2011-07-10

Reproducible blogging

As a fact-based blog, the posts here contain very often diagrams and data tables. To enable you to reproduce the results and insights, I include the computations as computer code.

Most blogposts I write are markdown text combined (or weaved) with computer code written in the R language. I created a small package mdtools that puts the tools together and smoothes the workflow.

This post gives an short introduction to the mdtools package: how to install it, the first post, caveats, and future directions.

Installation

The mdtools package is not yet on CRAN, but on a self-hosted repository. You install it by

> install.packages("mdtools", repos = c(getOption("repos"), 
+ "http://userpage.fu-berlin.de/~kweinert/R"))

For Windows users, only a R 2.13 binary is available, users of other R versions need to add the type="source" parameter.

To transform the code fragments into data tables and diagrams, we use the ascii package by David Hajage, which will get installed as a dependency. ascii itself customizes and enhances Friedrich Leisch’s Sweave tool.

To convert markdown text to HTML we use Pandoc, an universal document converter by John MacFarlane. You need to install it by yourself and make sure it is available on the path. I use version 1.8.

In order to access blogger and picasa, you need python (version >= 2.5) with Google’s gdata python client installed. The python binary needs to be on the search path.

It is assumed that you have an account at blogger and picasa, and that you have created blog titled “myblog” and that you have an album at picasa with the same name.

First post

Here is a small sample post, copied from Wikipedia. I do not go into details on the format, you will need to study the Sweave and Pandoc manuals.

I give these texts the extension .Pnw, so let’s assume the text is saved as myfirstpost.Pnw. Now, to put this document on blogger, you just load the package, instantiate a blogger object and pass the object and the name of the text file to the function pnw_to_blogger:

> library(mdtools)
> b <- blogger(username = "name@gmail.com", password = "scr",
+ blog = "myblog")
> pnw_to_blogger("myfirstpost.Pnw", b)

With these commands, the article gets posted.

Caveats, future directions

Please note that

  • Pandoc currently does not support keywords or tags on the post. You have to set them in bloggers web interface.
  • It is checked if a blog post with the same title was posted in the last 6 months. If so, this post is replaced, i.e. overwritten by the new post.
  • Currently, the ascii package does not support captions on figures.

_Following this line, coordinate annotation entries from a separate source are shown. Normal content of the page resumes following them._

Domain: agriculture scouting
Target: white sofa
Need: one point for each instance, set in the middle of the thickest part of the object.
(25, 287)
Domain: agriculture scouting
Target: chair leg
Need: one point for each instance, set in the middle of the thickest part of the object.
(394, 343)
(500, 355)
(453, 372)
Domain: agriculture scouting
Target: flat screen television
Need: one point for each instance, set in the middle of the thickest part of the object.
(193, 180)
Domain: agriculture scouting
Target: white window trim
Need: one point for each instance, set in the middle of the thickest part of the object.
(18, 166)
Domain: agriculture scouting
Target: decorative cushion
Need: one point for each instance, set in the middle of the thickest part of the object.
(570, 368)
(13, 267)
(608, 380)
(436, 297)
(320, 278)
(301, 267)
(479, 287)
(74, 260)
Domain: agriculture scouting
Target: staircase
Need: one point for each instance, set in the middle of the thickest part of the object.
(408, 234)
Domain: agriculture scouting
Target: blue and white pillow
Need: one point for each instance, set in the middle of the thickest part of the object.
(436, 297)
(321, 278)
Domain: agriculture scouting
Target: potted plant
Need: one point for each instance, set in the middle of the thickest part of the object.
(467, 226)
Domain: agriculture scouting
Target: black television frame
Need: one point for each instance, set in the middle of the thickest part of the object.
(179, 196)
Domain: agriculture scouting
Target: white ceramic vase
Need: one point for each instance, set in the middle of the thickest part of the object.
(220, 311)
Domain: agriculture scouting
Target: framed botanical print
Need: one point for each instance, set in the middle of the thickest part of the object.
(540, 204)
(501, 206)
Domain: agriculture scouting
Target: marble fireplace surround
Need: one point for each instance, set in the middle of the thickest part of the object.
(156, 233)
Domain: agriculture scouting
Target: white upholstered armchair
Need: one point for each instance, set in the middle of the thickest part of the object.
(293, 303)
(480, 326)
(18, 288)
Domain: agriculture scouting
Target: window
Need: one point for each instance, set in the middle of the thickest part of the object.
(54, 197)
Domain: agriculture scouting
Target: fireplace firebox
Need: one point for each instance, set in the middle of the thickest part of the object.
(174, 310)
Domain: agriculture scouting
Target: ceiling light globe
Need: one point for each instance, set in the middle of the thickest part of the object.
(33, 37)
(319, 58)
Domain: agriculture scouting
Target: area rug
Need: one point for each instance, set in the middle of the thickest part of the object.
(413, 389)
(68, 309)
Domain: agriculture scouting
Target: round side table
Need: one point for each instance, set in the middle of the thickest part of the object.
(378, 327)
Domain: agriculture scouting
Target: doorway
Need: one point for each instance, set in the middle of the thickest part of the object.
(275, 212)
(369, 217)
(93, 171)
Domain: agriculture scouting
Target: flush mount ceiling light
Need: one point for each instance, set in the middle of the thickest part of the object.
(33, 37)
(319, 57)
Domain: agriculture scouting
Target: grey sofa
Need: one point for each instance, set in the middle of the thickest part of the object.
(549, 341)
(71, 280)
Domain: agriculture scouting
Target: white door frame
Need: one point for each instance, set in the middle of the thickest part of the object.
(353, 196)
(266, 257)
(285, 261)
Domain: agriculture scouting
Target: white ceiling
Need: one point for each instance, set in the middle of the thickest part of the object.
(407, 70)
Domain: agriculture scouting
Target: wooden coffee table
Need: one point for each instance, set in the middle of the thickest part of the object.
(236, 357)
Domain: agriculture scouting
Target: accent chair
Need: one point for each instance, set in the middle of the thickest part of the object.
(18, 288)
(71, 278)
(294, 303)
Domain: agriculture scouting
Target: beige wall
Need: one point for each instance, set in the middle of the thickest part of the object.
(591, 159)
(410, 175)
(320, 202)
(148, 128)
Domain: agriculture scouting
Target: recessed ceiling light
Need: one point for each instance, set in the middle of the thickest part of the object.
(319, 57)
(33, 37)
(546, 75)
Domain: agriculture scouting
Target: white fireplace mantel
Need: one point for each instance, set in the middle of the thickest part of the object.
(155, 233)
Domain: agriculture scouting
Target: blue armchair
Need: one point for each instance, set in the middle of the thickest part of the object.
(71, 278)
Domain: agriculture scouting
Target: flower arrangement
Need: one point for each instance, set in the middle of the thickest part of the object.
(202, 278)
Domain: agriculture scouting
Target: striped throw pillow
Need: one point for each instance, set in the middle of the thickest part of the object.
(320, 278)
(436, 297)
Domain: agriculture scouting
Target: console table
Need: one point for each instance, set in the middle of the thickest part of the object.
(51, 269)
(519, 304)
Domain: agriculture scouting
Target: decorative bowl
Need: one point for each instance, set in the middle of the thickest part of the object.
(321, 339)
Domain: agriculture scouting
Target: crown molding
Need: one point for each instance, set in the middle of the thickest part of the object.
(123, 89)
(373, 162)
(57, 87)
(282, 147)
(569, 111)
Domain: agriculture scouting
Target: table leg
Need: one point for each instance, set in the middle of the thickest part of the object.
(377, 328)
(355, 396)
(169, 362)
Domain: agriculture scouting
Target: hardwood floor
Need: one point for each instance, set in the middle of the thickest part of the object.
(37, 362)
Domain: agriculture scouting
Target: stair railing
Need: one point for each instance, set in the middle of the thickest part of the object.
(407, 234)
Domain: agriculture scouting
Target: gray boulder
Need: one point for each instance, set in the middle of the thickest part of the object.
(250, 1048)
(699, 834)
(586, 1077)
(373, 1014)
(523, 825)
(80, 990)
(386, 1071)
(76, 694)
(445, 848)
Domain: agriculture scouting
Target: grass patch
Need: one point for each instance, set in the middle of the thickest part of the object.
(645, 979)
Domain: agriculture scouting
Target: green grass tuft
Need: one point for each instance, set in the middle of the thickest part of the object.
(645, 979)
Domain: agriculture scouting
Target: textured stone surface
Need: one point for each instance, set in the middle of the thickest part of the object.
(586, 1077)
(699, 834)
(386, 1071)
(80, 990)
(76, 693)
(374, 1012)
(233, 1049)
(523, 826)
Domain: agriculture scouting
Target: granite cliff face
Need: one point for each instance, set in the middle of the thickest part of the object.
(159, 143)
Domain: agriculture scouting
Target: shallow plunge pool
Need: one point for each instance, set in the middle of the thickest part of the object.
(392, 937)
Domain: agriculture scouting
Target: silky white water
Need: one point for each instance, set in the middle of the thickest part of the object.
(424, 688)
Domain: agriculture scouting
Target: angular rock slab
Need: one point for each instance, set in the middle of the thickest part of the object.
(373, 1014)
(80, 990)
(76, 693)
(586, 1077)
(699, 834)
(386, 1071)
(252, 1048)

Since Pandoc is a univeral document converter, I plan to add converters to PDF and EPUB. Also, I am playing with a simple tcltk editor for markdown documents. Lastly, it seems not that difficult to add support for wordpress blogs.

2 comments:

Ana Nelson said...

WordPress integration should be straightforward, if you want to copy from Python XMLRPC code you can look here: https://bitbucket.org/ananelson/dexy/src/18b865fc832e/handlers/word_press_handler.py (most of the code relates to uploading generated images, new_post and update_post are relevant for the content).

Karsten W. said...

Thank you for the pointer -- it looks good, I will try it next weekend. dexy looks promising, too.